The Core Principle
CleanStart's philosophy is simple and uncompromising: Every dependency is untrusted until proven safe through rigorous verification.
This is the opposite of traditional software development, where dependencies are trusted immediately upon publication and verification only happens if compromise is suspected. By then, damage has often already occurred. The traditional trust model follows a "trust by default" approach where a dependency is published, immediately assumed to be safe without verification, and used in production. Verification only happens reactively if the dependency is suspected of problems—sometimes weeks or months later. CleanStart reverses this model entirely with a "verify by default" approach where a dependency is published, then systematically verified through multiple independent layers, tested against compatibility requirements, cryptographically signed, and only then approved for use in production. This upfront verification work eliminates entire categories of supply chain attacks before they can reach production.
The CleanStart model requires more upfront work than traditional approaches, but this investment eliminates entire categories of attacks that are difficult or impossible to detect reactively.
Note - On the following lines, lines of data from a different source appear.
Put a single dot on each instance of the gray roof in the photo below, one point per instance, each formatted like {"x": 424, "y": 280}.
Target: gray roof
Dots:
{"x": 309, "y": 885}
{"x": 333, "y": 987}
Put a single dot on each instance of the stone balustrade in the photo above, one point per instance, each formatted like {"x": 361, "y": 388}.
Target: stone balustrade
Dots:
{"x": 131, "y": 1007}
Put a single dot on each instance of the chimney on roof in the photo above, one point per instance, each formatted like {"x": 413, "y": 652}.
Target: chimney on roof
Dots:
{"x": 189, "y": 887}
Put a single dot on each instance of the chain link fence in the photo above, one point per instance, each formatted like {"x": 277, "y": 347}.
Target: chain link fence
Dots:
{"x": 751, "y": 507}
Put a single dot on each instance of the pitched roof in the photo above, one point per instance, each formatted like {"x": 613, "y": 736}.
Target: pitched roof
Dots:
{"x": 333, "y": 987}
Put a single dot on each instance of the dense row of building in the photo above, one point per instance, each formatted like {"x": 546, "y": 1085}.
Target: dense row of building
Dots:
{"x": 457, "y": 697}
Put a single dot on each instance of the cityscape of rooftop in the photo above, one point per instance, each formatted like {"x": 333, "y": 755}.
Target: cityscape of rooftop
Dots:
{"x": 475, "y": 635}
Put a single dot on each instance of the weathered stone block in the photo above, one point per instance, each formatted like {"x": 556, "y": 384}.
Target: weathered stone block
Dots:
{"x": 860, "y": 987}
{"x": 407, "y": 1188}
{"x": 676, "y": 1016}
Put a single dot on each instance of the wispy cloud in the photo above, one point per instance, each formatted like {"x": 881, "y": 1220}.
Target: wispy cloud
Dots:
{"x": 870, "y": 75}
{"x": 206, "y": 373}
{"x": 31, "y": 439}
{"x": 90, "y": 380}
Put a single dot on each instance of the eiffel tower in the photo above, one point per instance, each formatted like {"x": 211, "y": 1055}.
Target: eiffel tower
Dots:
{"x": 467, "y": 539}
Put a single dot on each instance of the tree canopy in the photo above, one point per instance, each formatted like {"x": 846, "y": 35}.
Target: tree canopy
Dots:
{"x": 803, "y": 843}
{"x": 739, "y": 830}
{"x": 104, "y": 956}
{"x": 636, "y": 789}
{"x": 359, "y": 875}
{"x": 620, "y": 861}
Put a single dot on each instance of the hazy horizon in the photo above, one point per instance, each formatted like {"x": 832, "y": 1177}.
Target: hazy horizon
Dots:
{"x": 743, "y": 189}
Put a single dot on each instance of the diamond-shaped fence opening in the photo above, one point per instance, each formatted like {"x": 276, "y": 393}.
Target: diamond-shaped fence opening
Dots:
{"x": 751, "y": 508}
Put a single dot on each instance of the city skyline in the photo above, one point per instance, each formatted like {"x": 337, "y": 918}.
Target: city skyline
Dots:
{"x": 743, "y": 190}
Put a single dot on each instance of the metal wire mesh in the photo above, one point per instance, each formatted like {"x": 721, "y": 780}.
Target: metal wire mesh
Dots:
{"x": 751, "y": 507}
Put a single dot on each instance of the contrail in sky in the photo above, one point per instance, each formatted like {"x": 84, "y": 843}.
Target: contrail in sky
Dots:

The Supply Chain Reality: 281M+ Relationships
Consider the scale of the global open source ecosystem: Go modules host 238 million packages, Crates hosts 16.6M Rust packages, npm hosts 12.5M JavaScript packages with billions of downloads per week, Maven Central contains 7.2M Java artifacts, PyPI hosts 3.4M Python packages, RubyGems contains 3.1M Ruby gems, and C++ package ecosystems contain 18.7K packages. These packages don't exist in isolation—they have 281 million documented dependency relationships where every package depends on other packages, creating an extraordinarily complex web of interconnections. This complexity creates enormous attack surface: attackers have 281 million potential insertion points where they could compromise a single package and affect millions of downstream applications that depend on it, directly or transitively.
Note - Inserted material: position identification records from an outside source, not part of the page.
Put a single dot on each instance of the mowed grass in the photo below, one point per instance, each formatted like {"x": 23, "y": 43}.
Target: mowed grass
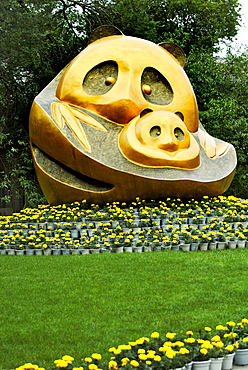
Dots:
{"x": 76, "y": 305}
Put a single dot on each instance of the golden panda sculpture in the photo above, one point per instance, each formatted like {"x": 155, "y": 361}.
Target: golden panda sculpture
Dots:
{"x": 120, "y": 122}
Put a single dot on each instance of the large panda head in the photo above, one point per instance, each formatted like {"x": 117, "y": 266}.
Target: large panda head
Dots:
{"x": 120, "y": 121}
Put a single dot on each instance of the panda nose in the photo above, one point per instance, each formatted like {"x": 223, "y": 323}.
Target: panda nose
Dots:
{"x": 123, "y": 110}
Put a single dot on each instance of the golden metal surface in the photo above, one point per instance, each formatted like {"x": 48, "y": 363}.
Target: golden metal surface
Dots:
{"x": 121, "y": 121}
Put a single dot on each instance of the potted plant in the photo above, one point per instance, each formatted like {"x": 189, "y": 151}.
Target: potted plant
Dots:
{"x": 241, "y": 353}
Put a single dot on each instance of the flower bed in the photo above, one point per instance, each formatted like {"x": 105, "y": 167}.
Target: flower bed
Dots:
{"x": 215, "y": 223}
{"x": 171, "y": 351}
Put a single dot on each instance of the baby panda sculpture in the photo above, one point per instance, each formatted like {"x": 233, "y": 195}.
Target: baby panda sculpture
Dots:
{"x": 120, "y": 122}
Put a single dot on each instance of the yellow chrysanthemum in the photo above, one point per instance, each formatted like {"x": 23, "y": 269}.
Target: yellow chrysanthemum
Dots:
{"x": 142, "y": 356}
{"x": 207, "y": 328}
{"x": 112, "y": 364}
{"x": 67, "y": 358}
{"x": 134, "y": 363}
{"x": 92, "y": 367}
{"x": 96, "y": 356}
{"x": 229, "y": 348}
{"x": 170, "y": 335}
{"x": 155, "y": 334}
{"x": 61, "y": 363}
{"x": 88, "y": 359}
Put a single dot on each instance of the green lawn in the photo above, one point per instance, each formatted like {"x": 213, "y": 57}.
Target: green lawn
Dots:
{"x": 76, "y": 305}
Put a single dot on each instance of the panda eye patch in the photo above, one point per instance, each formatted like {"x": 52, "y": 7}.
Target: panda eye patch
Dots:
{"x": 160, "y": 91}
{"x": 101, "y": 78}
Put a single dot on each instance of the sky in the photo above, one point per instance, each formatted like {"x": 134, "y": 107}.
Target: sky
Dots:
{"x": 242, "y": 36}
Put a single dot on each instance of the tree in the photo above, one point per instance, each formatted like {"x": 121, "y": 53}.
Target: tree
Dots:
{"x": 39, "y": 38}
{"x": 192, "y": 24}
{"x": 221, "y": 88}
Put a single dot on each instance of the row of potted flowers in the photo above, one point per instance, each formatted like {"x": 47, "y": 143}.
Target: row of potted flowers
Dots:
{"x": 230, "y": 208}
{"x": 208, "y": 349}
{"x": 102, "y": 238}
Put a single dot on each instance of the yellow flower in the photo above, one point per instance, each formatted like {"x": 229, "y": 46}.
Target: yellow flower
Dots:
{"x": 170, "y": 335}
{"x": 134, "y": 363}
{"x": 96, "y": 356}
{"x": 151, "y": 354}
{"x": 229, "y": 348}
{"x": 207, "y": 328}
{"x": 117, "y": 351}
{"x": 155, "y": 334}
{"x": 170, "y": 353}
{"x": 221, "y": 327}
{"x": 183, "y": 351}
{"x": 68, "y": 359}
{"x": 88, "y": 359}
{"x": 124, "y": 361}
{"x": 61, "y": 363}
{"x": 112, "y": 364}
{"x": 92, "y": 367}
{"x": 230, "y": 323}
{"x": 189, "y": 332}
{"x": 142, "y": 356}
{"x": 189, "y": 340}
{"x": 157, "y": 358}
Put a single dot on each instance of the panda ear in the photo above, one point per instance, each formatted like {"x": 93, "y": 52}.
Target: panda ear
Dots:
{"x": 104, "y": 31}
{"x": 176, "y": 51}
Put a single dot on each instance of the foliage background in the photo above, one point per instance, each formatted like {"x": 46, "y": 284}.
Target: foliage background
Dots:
{"x": 39, "y": 38}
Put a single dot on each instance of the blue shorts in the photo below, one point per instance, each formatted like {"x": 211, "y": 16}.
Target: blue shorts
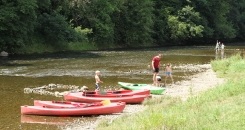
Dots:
{"x": 97, "y": 86}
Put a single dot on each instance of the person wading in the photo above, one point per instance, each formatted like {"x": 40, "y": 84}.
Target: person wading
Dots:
{"x": 155, "y": 67}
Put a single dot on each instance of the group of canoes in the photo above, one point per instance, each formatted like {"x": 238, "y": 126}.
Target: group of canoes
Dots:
{"x": 92, "y": 102}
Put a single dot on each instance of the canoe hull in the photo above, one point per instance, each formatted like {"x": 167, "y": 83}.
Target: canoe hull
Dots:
{"x": 131, "y": 99}
{"x": 116, "y": 107}
{"x": 131, "y": 86}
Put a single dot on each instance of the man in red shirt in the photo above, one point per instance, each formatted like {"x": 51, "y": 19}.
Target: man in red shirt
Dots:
{"x": 155, "y": 67}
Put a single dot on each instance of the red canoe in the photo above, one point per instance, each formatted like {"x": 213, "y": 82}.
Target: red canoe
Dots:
{"x": 75, "y": 111}
{"x": 116, "y": 93}
{"x": 67, "y": 104}
{"x": 79, "y": 97}
{"x": 121, "y": 92}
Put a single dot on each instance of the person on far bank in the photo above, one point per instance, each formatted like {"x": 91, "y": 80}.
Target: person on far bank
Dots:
{"x": 222, "y": 46}
{"x": 97, "y": 80}
{"x": 168, "y": 71}
{"x": 155, "y": 67}
{"x": 217, "y": 45}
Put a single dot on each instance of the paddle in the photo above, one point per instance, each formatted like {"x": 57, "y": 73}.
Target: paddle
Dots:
{"x": 104, "y": 102}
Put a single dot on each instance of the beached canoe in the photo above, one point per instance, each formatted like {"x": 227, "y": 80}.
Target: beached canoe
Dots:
{"x": 133, "y": 86}
{"x": 113, "y": 107}
{"x": 116, "y": 93}
{"x": 80, "y": 97}
{"x": 67, "y": 104}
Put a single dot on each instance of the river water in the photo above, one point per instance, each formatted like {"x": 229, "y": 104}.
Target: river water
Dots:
{"x": 77, "y": 68}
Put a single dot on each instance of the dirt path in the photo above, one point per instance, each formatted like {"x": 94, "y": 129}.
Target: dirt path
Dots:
{"x": 199, "y": 82}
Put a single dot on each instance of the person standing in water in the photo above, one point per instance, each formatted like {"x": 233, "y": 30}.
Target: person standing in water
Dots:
{"x": 97, "y": 80}
{"x": 168, "y": 70}
{"x": 155, "y": 67}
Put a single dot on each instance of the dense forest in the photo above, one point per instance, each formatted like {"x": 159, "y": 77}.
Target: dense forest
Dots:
{"x": 118, "y": 23}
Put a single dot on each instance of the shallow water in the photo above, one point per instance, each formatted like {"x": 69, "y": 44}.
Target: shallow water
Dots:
{"x": 19, "y": 72}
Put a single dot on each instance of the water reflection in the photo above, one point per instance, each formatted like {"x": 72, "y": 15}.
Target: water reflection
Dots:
{"x": 19, "y": 72}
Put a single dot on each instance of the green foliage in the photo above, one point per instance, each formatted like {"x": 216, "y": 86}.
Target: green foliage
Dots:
{"x": 117, "y": 23}
{"x": 184, "y": 26}
{"x": 219, "y": 108}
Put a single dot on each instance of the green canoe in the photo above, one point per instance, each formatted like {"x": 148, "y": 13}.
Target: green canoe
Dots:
{"x": 131, "y": 86}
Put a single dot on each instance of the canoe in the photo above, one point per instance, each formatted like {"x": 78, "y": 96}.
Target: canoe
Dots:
{"x": 79, "y": 97}
{"x": 43, "y": 120}
{"x": 67, "y": 104}
{"x": 132, "y": 86}
{"x": 113, "y": 107}
{"x": 118, "y": 92}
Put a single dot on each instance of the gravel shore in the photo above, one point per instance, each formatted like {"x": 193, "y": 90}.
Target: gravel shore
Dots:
{"x": 200, "y": 82}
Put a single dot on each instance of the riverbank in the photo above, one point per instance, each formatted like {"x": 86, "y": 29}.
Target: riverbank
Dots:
{"x": 198, "y": 83}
A single compromised package in this ecosystem could affect millions of downstream applications instantly. Zero-Inheritance Architecture—images built entirely from source without inheriting anything from upstream distributions—eliminates this attack vector entirely by removing the dependency on pre-built packages from registries.
Example: colors.js (npm package)
In 2021, the maintainer of the popular colors.js package added malicious code that printed messages like "AAAAAAAA" and obscured text. The maintenance account had been compromised, but the package was already widely used. Because of the traditional "trust by default" model, the malicious code reached thousands of projects before being detected and remediated.
Four Verification Layers
CleanStart verifies dependencies through four independent verification layers that work together to catch different types of attacks and compromises. Source code integrity verification catches trojaned binaries and build environment compromises. Maintainer identity verification catches account compromises and deliberate malicious handoffs. Behavioral analysis catches hidden malicious code that source review misses. Runtime verification catches previously-verified packages that are compromised at deployment time.
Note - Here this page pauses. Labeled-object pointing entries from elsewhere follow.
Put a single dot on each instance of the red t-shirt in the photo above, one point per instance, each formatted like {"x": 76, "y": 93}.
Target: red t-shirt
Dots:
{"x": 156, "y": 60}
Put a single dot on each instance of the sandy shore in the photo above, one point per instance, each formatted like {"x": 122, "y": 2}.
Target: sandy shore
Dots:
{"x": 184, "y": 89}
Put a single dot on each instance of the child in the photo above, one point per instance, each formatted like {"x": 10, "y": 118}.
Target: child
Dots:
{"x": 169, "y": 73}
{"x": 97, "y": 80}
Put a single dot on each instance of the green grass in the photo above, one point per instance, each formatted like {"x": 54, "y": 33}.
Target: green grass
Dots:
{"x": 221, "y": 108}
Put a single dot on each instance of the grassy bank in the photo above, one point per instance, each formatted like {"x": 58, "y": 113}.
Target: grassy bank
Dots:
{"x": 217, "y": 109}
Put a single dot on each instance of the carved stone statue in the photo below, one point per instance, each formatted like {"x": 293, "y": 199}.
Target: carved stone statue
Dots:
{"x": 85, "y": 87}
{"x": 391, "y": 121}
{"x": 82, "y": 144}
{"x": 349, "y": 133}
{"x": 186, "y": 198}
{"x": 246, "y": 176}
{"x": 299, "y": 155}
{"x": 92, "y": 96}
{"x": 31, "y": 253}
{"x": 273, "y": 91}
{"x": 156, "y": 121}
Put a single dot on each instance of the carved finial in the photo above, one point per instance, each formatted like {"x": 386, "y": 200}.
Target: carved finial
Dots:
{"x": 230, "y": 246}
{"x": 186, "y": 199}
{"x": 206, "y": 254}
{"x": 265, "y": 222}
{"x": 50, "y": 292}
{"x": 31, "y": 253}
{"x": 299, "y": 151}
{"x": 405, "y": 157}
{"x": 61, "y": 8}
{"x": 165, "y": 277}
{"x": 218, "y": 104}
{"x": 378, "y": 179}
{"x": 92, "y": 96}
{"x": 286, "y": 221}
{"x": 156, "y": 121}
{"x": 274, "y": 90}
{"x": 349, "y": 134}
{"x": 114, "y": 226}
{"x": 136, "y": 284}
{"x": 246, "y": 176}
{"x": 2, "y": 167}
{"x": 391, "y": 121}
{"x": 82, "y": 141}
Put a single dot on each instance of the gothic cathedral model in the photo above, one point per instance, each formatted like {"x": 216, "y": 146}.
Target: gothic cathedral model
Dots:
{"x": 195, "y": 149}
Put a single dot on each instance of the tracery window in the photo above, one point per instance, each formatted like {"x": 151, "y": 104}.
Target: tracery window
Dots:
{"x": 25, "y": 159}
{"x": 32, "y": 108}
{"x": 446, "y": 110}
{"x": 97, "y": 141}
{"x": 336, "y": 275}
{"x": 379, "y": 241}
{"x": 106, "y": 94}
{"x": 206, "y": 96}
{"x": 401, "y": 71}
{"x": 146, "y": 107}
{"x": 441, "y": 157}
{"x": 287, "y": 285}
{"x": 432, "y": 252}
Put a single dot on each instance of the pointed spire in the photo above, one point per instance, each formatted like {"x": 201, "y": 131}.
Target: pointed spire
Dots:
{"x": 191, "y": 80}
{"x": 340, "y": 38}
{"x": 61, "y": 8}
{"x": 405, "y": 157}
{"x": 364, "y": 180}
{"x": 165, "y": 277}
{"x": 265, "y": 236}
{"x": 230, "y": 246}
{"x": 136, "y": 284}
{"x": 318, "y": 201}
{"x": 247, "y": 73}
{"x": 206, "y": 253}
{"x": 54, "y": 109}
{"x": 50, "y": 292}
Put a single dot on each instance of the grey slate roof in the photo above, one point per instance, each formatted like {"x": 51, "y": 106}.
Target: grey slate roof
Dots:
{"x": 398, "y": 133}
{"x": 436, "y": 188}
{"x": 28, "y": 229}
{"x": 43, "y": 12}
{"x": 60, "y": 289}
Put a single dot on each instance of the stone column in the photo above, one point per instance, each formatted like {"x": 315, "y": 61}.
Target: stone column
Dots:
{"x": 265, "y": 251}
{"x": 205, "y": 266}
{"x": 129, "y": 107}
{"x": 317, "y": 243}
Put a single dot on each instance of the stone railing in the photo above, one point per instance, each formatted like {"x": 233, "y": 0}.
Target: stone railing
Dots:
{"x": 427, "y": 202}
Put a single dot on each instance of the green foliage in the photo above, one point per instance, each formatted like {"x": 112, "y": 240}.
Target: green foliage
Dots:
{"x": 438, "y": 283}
Layer 1: Source Code Integrity
Layer 1 establishes confidence that source code corresponds exactly to the published binary, catching trojaned binaries and build environment compromises. This verification operates through a rigorous three-step process. First, the source code is fetched from upstream repositories and verified through cryptographic means using git verify-commit to validate release tags. Second, the source code is built reproducibly using the official build process. Third, the output is verified by computing the cryptographic hash of the rebuilt binary and comparing it to the upstream published hash. If the hashes match perfectly, the source code is authentic and matches the published binary. If the hashes differ, one of three things has happened: the source code has been tampered with, the build environment differs in a meaningful way from the upstream environment, or the upstream binary was trojaned after publication. All of these scenarios represent critical security concerns that trigger an immediate alert and block the package from use.
The principle is simple but powerful: if you rebuild a package from its published source code and the resulting binary's hash doesn't match the upstream published hash, something is seriously wrong.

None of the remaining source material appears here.